Chile Politics November 2017

Chile

Chile: Sebastian Piñera remains strong favorite to become Chile's next president

November 6, 2017

Less than two weeks before the first round of presidential elections, Sebastian Piñera enjoys a commanding lead in the polls. A victory for the center-right former president, who is seen as pro-business, would likely lead to a greater government focus on boosting competitiveness and investment.

The plan presented by Piñera in late October is a clear sign of this focus. It sets out a battery of 30 measures as part of a Productivity Agenda (Agenda de Reimpulso Productivo) designed to reduce barriers to entry, foster entrepreneurship and promote competition. Piñera’s Productivity Agenda would be managed by a new Office for Competitiveness, Investment and Productivity, which would also be tasked with cutting red tape. The plan aims to speed up the approval of significant investment projects; the slow project evaluation process is a common complaint of firms. In addition, Piñera is also proposing to forge ahead with a Chile Invest 2025 Program, which would consist of investment in the country’s physical and digital infrastructure in order to narrow the substantial infrastructure gap with other OECD countries.

The plan includes proposed amendments to key planks of current President Bachelet’s reform program, without completely dismantling her legacy. For instance, Piñera is pledging to simplify the controversial tax reform that was approved in 2014 and criticized for its negative impact on investment. He also plans to progressively reduce the corporation tax to the OECD average, while leaving the overall tax burden unchanged. On education, another key area of Bachelet’s tenure, Piñera proposes halting the move towards abolishing tuition fees for all university students, and the reintroduction of some selectivity in schools.

The manifesto has a total cost of USD 14 billion, to be financed by fiscal austerity measures and the “reassignment of funds from poorly evaluated programs”. On fiscal matters, the tone is not particularly hawkish, although Piñera has pledged to move gradually towards a structural balance over the next six to eight years and to reevaluate the country’s Fiscal Rule. As a result, the public debt-to-GDP ratio would likely keep rising under his watch, as FocusEconomics panelists are currently forecasting.

Opinion polls currently point to a clear victory for Piñera in the first round on 19 November, and a comfortable win in the likely second-round run-off in December. However, because of the new electoral law, Piñera’s Chile Vamos coalition is unlikely to have an absolute majority in Congress. This will necessitate consensus-building with other parliamentary groups, in particular the center-left Nueva Mayoria and Christian Democrats.
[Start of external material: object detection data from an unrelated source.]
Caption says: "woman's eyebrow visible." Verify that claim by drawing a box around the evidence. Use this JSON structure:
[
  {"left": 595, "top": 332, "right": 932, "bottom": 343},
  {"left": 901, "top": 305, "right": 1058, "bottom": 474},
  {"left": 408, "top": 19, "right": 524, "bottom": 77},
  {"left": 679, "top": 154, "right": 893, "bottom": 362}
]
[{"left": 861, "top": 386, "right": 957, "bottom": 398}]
According to Alejandro Fernández Beroš, Chief Economist at Gemines: “I think that the most likely result is that Piñera does not get a majority in parliament. This is a fact in the case of the Senate and very likely in the case of the Chamber of Deputies. This was what happened in the first government of Piñera, so it should not be considered as too negative. The possibility of negotiating with other parties is always present and, probably, now more than ever, considering that the Christian Democracy has a list separated from the rest of the government coalition that backs Bachelet and the opposition will be more divided. All in all, it's not going to be easy to govern for Piñera.”

Trailing Piñera in the polls are Alejandro Guillier and Beatriz Sánchez, representing the center-left Nueva Mayoria and left-wing Frente Amplio, respectively. Guillier is widely regarded as offering continuity with Bachelet’s policies. Some of his proposed policies include greater regional decentralization, broader access to free higher education and a reformed system of loan repayments.

Beatriz Sanchez offers a much more radical set of proposals, which would mark a clear break with the largely centrist, market-friendly policies pursued since the restoration of democracy in 1990. In a plan that would cost USD 13.4 billion a year, she is proposing to triple spending on science, innovation and technology, and establish universal health insurance. Extra spending commitments would be financed by higher taxes on the wealthy—through the introduction of a wealth tax, capital gains tax and an additional top income tax band—and a 5% mining levy.

The Central Bank sees GDP expanding between 2.5% and 3.5% in 2018. Panelists participating in the LatinFocus Consensus Forecast see the economy growing 2.8% in 2018 and 3.0% in 2019.